TASHKENT, Uzbekistan, July 7. Uzbekistan has become one of the largest suppliers of strawberries and cherries to Russia this season, amid declining local harvests in the Russian Federation, Trend reports.
Alongside Türkiye and Azerbaijan, Uzbekistan is now listed among the top three exporters of these berry products to the Russian market. Experts say a strong cherry harvest in Uzbekistan this year helped boost the country’s export share, particularly as weather conditions in Russia—including early-summer frosts and heavy rainfall—damaged domestic crops.
However, even with this progress under their belt, FruitNews CEO
Irina Koziy pointed out that Uzbekistan still has its eyes on the
prize, concentrating on boosting berry exports to European
markets.
According to the Check Index, there’s been a 9 percent dip in
strawberry sales and a 5 percent slide in cherry purchases in
Russia this past June.
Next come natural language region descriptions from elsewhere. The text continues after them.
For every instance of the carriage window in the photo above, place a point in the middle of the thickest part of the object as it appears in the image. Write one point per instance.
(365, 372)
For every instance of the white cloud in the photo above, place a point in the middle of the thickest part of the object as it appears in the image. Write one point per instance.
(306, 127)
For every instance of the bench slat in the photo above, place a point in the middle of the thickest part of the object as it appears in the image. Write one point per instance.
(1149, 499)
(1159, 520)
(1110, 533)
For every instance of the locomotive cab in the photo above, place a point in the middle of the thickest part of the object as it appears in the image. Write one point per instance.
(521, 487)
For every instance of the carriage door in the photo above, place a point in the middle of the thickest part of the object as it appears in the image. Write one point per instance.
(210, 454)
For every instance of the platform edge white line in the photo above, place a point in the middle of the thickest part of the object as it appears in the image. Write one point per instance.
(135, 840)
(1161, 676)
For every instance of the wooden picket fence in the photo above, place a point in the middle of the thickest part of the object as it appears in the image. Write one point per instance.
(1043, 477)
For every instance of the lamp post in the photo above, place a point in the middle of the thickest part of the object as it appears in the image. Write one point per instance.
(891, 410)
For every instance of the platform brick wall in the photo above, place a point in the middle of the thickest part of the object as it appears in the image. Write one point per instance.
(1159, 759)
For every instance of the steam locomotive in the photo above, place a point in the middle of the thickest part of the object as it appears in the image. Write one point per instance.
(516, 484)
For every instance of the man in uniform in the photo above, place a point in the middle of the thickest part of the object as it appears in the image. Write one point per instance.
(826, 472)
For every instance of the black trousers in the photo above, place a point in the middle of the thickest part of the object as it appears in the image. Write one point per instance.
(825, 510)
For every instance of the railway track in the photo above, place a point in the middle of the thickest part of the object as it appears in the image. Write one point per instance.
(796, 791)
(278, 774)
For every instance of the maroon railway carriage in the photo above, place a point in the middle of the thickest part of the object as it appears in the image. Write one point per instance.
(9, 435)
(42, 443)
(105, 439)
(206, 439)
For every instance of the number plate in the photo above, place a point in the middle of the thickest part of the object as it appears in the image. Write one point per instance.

Analysts are pointing the finger at rising
prices for the drop in demand—24 percent for strawberries and a
whopping 38 percent for cherries—thanks in part to a pinch in
Russian supply and the soaring cost of imports.
The uptick in berry exports emerges amidst a broader contextual framework of persistent challenges: the trajectory of greenhouse tomato exports from Uzbekistan has been on a downward spiral. During the initial quadrimester of 2025, logistics throughput experienced a contraction of 23 percent relative to the corresponding temporal segment of the previous annum. Industry specialists emphasize that this contraction signifies the fourth successive annum of diminished tomato exports, amplifying overarching apprehensions regarding the trajectory of Uzbekistan’s agrarian export domain.